UW Today

February 11, 2016

Bellingham Bay buoy an opportunity to observe marine waters for Northwest Indian College, world

Preparing to launch the new buoy, named Se’lhaem, in Bellingham Bay.

Preparing to launch the new buoy, named Se’lhaem, in Bellingham Bay.University of Washington

The Center for Coastal Margin Observation and Prediction, through its education partner the University of Washington, is deploying an oceanographic observing buoy in Bellingham Bay this week that will allow Northwest Indian College students both hands-on experience with the technology as well as the ability to study the data from their computers, through the Northwest Association of Networked Ocean Observing Systems, NANOOS.

See more photos from the buoy launch

“It’s impressive to see NWIC students helping Western and UW collect important data from our oceans,” said Sen. Kevin Ranker, D-Orcas Island. “The collaboration between these three schools is key to monitoring what goes on in these waters.”

The goals of the Center for Coastal Margin Observation and Prediction are to transcend traditional scientific, educational and societal boundaries to understand complex coastal margin issues. Through the organization, Northwest Indian College students have joined UW students on oceanography research cruises out of the UW’s Friday Harbor Laboratories.

The buoy leaves the harbor.

The buoy leaves the harbor.University of Washington

UW worked with Northwest Indian College, Western Washington University and the Lummi Nation Natural Resources Department to site the buoy and design its features. The buoy will provide the oceanographic data needed to understand fluctuations in harvested species like Dungeness crab and clams.

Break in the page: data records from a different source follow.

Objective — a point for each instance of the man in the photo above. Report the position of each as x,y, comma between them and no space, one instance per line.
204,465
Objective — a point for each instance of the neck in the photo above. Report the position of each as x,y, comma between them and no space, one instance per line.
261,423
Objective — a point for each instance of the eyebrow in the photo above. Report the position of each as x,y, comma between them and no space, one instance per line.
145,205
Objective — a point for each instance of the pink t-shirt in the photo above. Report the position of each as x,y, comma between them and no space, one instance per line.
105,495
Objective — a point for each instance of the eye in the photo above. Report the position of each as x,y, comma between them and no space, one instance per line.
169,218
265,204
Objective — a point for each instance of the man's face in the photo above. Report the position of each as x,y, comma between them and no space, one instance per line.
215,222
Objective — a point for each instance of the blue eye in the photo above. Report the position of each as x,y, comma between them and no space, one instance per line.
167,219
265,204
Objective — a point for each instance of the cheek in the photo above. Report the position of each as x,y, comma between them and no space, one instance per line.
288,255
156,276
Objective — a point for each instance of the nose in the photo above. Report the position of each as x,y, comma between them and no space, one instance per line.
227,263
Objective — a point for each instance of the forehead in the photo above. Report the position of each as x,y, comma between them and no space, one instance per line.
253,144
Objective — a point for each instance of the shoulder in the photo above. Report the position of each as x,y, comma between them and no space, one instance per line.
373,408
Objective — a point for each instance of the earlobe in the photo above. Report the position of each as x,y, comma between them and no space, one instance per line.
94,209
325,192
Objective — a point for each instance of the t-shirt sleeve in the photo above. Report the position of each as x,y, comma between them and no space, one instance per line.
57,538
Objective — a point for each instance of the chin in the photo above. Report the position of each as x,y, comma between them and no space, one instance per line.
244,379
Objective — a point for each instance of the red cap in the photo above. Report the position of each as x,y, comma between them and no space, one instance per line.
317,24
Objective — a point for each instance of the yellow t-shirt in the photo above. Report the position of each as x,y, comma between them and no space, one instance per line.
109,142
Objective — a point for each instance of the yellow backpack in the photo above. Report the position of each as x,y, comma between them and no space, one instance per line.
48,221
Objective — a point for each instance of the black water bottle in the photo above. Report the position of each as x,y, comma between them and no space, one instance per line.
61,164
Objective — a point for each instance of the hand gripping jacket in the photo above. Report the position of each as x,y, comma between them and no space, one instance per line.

“NWIC students are excited about this project because it blends the latest technology with the needs of the Lummi community. This buoy will give students real-time, place-based data that can provide environmental context for in-class and capstone research. For many years NWIC students have enjoyed oceanographic opportunities provided by UW and CMOP; through this buoy we will continue this partnership. In fact, a number of students have stated that going on these cruises solidified their desire to become marine scientists,” said Marco Hatch, director of the Salish Sea Research Center at NWIC.

“This program is a great example of Pacific Northwest ingenuity at its best,” Ranker said. “These smart students and resourceful schools are helping to ensure the health of one of our most precious resources.”

Naming the buoy.

Naming the buoy.University of Washington

The Lummi Nation has given a name to the buoy, Se’lhaem. Se’lhaem was an island located near the mouth of the Nooksack River, but disappeared some time ago. The island was important to the Lummi community as a place for harvesting butter clams, horse clams and cockles.

“This has been such a great project, to bring together students to gain very real experience with technology and science, to work with so many partners, and to provide much needed high-quality data about this part of the Salish Sea. Best of all, it will be a lasting legacy,” said project lead Jan Newton, a UW oceanographer.

UW will work collectively with Western and Northwest Indian College to maintain the buoy, engaging students from all three institutions. Western research vessels will be used to deploy and maintain the buoy.

“We expect the data sets to be used in multiple classes at Western, and for students to have opportunities to participate in turnaround cruises, where they’ll experience how oceanography is done in the real world,” said Erika McPhee-Shaw, director of Western’s Shannon Point Marine Center.

A successful launch.

A successful launch.University of Washington

“Once these data sets have been streaming for a few years their value will be immense. It is difficult to overstate the new understanding we gain of hour-to-hour and week-to-week variability, the true ‘ocean weather’ of the system, that we can only start to see when we implement in-situ observing system systems like this one.”

The buoy will measure a host of atmospheric measurements (wind and air pressure, for example) and has sensors to measure conditions in the bay such as temperature, salinity, oxygen, pH and chlorophyll. These data are valuable to understanding the base of the marine ecosystem, but also issues such as hypoxia (lack of oxygen) and ocean acidification (reduction of pH).

Data will be available to the public as part of NANOOS.